Il faut rappeler à ce propos qu’une radiation de six magistrats est intervenue au lendemain de la révolution.

Des questionnaires pour les « coupables » !
Cette cessation des fonctions décidée unilatéralement serait intervenue, comme l’a souligné le communiqué du ministère, après une enquête menée par les services du ministère et sans que les intéressés aient pu prendre connaissance de leurs dossiers ou des faits qui leur sont reprochés.

Cependant, la réaction du syndicat des magistrats, de l’AMT et de plusieurs démocrates soucieux de concrétiser l’indépendance la magistrature a poussé le ministère à permettre aux magistrats concernés de pouvoir présenter des oppositions à cette décision, ce que certains d’entre eux n’ont pas manqué de faire. De plus, les magistrats concernés, la vingtaine qui n’a jamais été entendue, ont été invités par l’inspection du ministère pour être finalement interrogés. Mais, il faut dire qu’ils ont été surpris par la nature des questions qui leur ont été posées et qui se rapportaient entre autres à leur mode de vie…

Ces magistrats nous ont signalé qu’ils n’avaient pas eu à répondre à leurs dossiers, mais à une sorte de questionnaire très général.

Une procédure illégale
Le communiqué du ministère de la Justice parlait de cessation de fonctions pour ces 82 magistrats, autrement dit, ils sont immédiatement suspendus de leurs fonctions, mais ils devraient recevoir des indemnités qui se montent à un salaire pour une année de service avec un maximum de six salaires conformément à l’article 46 de la loi n°67-29 du 14 juillet 1967 relative à l’organisation judiciaire, au Conseil supérieur de la magistrature et au statut de la magistrature, la loi sur laquelle s’est appuyée l’administration pour prendre sa décision.

Maintenant, il s’agit de s’interroger sur la légalité de cette décision dans la mesure où le ministère s’est appuyé sur la loi de 1967. Celle-ci est très claire à ce sujet.

Tout d’abord, l’article 44 de la loi de 1967 qui parle de cessation de fonctions ne peut être utilisé que dans les cas où le stage du magistrat n’est pas concluant.
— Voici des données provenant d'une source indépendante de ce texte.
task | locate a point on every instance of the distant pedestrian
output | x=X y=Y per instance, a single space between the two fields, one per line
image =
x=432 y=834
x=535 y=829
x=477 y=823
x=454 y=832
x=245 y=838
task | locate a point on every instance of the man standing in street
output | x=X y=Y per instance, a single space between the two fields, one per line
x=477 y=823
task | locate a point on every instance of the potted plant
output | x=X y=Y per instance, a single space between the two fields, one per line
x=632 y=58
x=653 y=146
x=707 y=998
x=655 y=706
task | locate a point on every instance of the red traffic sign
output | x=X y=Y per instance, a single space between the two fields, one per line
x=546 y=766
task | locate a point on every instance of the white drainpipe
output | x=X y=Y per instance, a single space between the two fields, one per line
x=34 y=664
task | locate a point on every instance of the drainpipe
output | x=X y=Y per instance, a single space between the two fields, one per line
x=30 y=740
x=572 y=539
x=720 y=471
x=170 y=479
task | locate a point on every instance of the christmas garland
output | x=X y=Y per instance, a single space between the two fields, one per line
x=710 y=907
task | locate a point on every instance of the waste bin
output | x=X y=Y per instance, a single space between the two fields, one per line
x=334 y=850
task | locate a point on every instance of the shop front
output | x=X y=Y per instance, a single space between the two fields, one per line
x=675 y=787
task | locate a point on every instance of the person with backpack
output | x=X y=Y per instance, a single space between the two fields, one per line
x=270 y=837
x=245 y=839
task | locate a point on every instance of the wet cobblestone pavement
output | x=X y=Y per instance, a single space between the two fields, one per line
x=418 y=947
Pour le reste, il faut passer par d’autres voies.

En effet, le ministre ne peut prendre d’une manière unilatérale qu’une seule sanction, c’est l’avertissement tel que prévu dans l’article 51 alors que les autres sanctions ne peuvent être prononcées que par un Conseil de discipline comme cela est stipulé dans l’article 52. Là le ministre peut interdire, en cas d’urgence, à un magistrat d’exercer ses fonctions en attendant la décision du conseil de discipline. Actuellement, cette attribution est du ressort exclusif du Conseil Supérieur de la Magistrature comme le souligne l’article 55 de la loi du 4 août 2005 relative à l’organisation judiciaire, au conseil supérieur de la magistrature et au statut des magistrats.

Que prévoit l’article 52 ?
Cet article dresse la liste des sanctions qui peuvent être prononcées par le Conseil de discipline et qui sont le blâme, le déplacement d’office, la radiation du tableau d’avancement ou de la liste d’aptitude, l’abaissement d’échelon, la rétrogradation, la suspension pour une période ne dépassant pas trois années, la révocation sans suspension des droits à pension et enfin la révocation avec suspension des droits de pension.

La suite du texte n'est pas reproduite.